Tropiques et déserts
Le centre de la serre a été conçu comme un amphithéâtre, permettant un regard panoramique sur la grande cascade parmi les palmiers et bananiers. Les rochers, en fausse pierre moulée sur de véritables rocs dans la nature, sont en fait des capteurs de chaleur solaire. Changement radical d’atmosphère. Le parcours mène à la partie aride avec la végétation des déserts. Toutes les plantes présentées ici ont développé la capacité de vivre durant de longues périodes sans le moindre arrosage. Au delà de la zone désertique, il faut franchir des portes pour pénétrer dans la moiteur de la forêt tropicale humide. La température ne descend pas en dessous de 20 °C, même la nuit. L’humidité est d’au moins 70 %. Nombre d’espèces cultivées dans nos intérieurs en tant que plantes vertes présentent des vigueurs insoupçonnées. En combinaison les unes avec les autres, elle forment des atmosphères superbes mais artificielles puisque beaucoup de sujets sont des sélections horticoles avec notamment des panachures.
Ecologie
Quand la serre ferme ses portes, branle-le-bas de combat. Toute l’équipe est sur le pont. Mais parmi les outils, on ne verra un pulvérisateur qu’à titre exceptionnel. La serre est cultivée le plus naturellement possible malgré les cochenilles farineuses. « Les maladies et les ravageurs dans une serre sont toujours un problème, raconte Nick Morgan. Nous pratiquons la lutte biologique en introduisant des prédateurs qui se nourrissent des ravageurs.

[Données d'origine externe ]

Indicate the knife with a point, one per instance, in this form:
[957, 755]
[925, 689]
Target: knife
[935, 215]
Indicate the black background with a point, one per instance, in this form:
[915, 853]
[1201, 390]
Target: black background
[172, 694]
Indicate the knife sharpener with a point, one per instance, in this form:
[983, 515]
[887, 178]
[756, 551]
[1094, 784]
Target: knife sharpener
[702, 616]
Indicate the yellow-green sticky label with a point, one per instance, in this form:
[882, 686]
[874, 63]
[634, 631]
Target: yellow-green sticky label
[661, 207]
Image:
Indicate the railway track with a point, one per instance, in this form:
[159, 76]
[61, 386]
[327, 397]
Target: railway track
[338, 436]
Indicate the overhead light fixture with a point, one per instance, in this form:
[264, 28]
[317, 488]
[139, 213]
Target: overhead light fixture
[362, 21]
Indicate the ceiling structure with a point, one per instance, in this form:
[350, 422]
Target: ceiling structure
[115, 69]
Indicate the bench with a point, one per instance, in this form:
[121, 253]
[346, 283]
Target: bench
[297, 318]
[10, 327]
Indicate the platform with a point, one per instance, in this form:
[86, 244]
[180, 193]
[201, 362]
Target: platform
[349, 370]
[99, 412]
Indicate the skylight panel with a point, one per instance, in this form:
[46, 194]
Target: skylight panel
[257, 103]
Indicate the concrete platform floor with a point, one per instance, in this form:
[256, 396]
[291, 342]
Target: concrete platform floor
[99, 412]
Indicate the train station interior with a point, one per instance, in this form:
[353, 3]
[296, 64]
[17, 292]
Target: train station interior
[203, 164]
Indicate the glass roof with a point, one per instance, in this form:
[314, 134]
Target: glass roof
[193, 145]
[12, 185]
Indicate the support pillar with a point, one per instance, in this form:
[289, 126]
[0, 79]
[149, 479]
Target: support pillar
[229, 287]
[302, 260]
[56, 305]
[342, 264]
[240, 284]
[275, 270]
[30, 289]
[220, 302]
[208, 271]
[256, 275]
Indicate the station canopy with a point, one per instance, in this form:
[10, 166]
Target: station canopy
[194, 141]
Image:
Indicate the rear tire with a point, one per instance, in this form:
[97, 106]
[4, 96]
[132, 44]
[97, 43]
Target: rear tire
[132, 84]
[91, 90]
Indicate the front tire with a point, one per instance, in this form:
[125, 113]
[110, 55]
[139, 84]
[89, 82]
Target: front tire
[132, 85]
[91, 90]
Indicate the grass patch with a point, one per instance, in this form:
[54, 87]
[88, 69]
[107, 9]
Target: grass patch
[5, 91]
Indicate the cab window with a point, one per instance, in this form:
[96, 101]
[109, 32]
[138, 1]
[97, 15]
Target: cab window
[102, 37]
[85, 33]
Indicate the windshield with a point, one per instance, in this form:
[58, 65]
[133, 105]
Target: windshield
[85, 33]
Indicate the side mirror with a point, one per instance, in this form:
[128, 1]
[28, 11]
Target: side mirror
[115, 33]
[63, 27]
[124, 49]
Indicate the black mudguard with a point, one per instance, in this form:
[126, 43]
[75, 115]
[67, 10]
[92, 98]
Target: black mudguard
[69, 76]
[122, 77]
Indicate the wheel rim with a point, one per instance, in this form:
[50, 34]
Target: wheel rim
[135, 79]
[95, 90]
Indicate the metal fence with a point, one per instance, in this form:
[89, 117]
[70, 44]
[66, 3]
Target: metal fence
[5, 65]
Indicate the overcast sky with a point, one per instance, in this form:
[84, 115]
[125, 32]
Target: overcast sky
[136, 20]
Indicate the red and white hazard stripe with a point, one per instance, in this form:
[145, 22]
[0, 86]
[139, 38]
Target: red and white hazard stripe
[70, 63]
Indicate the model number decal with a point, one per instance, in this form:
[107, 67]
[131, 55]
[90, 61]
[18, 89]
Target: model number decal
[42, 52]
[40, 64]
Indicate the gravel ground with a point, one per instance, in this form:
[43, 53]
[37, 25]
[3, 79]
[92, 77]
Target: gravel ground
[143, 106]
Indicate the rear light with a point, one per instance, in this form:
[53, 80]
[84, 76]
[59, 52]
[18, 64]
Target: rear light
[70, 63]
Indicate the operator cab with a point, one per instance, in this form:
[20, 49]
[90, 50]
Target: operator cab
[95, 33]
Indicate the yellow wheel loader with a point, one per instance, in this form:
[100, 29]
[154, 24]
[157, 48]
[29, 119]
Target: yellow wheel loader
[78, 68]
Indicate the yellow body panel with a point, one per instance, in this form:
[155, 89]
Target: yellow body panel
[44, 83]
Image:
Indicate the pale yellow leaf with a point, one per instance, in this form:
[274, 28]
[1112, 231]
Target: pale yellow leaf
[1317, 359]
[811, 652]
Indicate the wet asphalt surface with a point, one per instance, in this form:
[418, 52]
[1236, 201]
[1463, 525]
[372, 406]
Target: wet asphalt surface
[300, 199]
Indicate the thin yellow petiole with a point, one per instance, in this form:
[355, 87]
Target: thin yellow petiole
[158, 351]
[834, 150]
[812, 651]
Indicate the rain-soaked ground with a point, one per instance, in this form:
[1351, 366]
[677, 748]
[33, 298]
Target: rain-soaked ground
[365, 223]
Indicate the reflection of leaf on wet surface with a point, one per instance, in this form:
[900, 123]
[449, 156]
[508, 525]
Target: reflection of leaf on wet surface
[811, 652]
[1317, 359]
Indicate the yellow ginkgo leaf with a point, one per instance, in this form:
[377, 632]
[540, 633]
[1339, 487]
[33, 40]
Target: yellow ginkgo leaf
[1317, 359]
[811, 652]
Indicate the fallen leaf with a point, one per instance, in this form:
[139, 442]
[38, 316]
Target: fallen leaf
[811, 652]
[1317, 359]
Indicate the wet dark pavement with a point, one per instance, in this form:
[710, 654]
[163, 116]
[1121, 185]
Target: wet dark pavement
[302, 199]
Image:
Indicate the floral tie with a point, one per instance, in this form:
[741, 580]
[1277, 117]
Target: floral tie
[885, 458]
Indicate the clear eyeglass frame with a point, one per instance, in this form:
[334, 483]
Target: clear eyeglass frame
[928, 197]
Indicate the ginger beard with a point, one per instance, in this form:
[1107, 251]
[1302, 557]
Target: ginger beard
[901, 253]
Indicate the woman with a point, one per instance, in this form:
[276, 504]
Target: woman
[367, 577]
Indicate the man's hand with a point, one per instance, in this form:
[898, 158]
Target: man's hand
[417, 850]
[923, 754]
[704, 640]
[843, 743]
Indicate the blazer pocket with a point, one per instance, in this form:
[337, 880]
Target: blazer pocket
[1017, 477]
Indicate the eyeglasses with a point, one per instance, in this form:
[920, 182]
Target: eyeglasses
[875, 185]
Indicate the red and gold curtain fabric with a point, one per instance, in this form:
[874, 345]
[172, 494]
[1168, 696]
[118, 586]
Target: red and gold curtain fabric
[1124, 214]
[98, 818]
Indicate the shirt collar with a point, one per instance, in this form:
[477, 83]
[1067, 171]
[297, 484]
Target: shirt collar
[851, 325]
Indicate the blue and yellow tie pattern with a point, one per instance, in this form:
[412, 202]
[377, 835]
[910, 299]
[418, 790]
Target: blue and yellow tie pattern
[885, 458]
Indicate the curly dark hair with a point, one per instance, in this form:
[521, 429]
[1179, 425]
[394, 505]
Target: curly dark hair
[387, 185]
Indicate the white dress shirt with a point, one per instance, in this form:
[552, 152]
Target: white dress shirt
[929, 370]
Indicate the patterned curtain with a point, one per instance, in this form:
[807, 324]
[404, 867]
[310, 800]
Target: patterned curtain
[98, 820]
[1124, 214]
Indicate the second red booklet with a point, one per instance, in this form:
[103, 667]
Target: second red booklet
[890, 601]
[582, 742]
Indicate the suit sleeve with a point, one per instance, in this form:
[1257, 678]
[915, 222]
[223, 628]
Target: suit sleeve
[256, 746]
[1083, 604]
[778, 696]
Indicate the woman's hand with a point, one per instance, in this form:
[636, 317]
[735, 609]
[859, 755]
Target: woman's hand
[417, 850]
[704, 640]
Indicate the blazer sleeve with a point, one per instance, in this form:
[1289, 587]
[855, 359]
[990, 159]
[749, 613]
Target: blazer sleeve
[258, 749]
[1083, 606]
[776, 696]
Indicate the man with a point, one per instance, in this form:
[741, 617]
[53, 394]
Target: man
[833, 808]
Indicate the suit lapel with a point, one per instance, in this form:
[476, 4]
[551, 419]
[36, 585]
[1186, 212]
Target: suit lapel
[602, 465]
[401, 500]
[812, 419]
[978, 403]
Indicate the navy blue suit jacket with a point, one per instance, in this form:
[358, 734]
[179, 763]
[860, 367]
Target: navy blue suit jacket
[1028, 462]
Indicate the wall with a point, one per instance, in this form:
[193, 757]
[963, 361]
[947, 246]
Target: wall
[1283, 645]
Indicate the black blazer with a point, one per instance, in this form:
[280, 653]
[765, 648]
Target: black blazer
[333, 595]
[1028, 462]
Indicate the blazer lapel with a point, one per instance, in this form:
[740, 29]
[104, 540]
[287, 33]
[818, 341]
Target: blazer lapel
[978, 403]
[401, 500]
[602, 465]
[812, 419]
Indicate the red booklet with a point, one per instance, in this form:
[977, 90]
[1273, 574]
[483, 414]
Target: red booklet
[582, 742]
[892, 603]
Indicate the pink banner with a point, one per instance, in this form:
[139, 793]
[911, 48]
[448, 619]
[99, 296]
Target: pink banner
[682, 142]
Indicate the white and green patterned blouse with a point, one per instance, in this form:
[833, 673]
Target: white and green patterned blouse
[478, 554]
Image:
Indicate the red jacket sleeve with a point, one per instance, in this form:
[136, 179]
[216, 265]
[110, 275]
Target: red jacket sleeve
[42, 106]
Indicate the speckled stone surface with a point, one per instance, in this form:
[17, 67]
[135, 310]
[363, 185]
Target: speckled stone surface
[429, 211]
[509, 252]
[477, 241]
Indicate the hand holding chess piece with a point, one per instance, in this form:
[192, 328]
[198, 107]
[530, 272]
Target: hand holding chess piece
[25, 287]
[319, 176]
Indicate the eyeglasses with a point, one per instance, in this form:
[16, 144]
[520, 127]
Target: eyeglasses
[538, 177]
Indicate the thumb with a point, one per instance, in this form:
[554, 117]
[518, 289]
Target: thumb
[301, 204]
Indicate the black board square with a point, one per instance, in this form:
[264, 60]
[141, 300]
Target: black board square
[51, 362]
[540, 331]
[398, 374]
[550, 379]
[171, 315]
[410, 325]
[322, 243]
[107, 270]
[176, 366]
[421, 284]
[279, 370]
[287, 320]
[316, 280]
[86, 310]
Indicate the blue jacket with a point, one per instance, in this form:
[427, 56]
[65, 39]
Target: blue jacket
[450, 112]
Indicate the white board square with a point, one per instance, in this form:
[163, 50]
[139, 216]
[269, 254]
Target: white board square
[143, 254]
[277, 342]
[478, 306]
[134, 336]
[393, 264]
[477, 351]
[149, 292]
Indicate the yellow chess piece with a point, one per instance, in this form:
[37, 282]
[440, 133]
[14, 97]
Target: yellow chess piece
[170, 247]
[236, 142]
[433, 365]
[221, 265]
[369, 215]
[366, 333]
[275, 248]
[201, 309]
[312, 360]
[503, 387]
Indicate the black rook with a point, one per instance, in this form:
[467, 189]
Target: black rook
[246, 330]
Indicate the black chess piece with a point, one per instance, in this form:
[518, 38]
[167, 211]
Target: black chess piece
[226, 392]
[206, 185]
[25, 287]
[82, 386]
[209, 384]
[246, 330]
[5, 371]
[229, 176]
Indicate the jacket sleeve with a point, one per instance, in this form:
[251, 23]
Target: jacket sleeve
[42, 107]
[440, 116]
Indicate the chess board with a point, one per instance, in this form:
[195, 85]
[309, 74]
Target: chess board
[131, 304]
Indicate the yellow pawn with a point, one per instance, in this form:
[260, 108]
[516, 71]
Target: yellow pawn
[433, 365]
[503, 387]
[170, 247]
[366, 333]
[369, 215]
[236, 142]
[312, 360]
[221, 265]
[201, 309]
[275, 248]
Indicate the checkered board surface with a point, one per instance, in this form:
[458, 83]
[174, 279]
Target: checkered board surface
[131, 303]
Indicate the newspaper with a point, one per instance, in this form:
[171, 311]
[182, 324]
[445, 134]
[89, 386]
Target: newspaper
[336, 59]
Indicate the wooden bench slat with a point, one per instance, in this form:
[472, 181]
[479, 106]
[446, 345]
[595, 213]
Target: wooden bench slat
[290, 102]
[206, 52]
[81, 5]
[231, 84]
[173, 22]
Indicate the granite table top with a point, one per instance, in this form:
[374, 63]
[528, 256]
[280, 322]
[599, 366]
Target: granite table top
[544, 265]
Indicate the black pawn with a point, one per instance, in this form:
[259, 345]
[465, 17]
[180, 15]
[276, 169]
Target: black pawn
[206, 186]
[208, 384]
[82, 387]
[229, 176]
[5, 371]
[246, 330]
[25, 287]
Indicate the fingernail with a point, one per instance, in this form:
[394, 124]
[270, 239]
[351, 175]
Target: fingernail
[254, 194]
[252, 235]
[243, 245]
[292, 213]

Et jusqu’à présent, cela fonctionne très bien. » Maintenir l’ambiance des tropiques, avec de la chaleur au cœur de l’hiver, implique aujourd’hui une gestion respectueuse de l’énergie. Le chauffage au gaz naturel est sollicité le moins possible. Les techniques les plus évoluées ont été mises en place pour utiliser et conserver l’apport du soleil. « Le verre utilisé est très efficace sur le plan thermique. Nous avons aussi des rideaux isolants pour garder la chaleur la nuit, avec une régulation électronique qui gère l’ensemble. »
800 000 visiteurs
La tradition est maintenue. Depuis les années 1800, la flore du monde entier est présentée dans des serres chauffées, un peu partout en Europe. L’Angleterre qui a joué un grand rôle dans l’exploration botanique au temps de son empire colonial garde une longueur d’avance avec une belle série de nouvelles serres, à Kew Gardens, au jardin botanique du pays de Galles, dans les Cornouailles avec l’Eden Project et à Wisley. Comment ces dépenses sont-elles justifiées ? A l’heure où la biodiversité des zones tropicales est en danger, présenter au public le plus large possible toutes ces richesses et leur implication dans l’alimentation ou la pharmacie reste plus que jamais d’actualité. En un an, la serre de Wisley a accueilli 800 000 visiteurs.
RHS Garden Wisley, Woking (au sud de Londres), ouvert toute l’année sauf le jour de Noël. Horaires de novembre à février : en semaine, de 10 à 16 h 30 ; le week-end, de 9 à 16 h 30 (dernière entrée à 15 h 30). Entrée : 8 £. Infos : tél. 0044 845 260 9000 ou www.rhs.org.uk.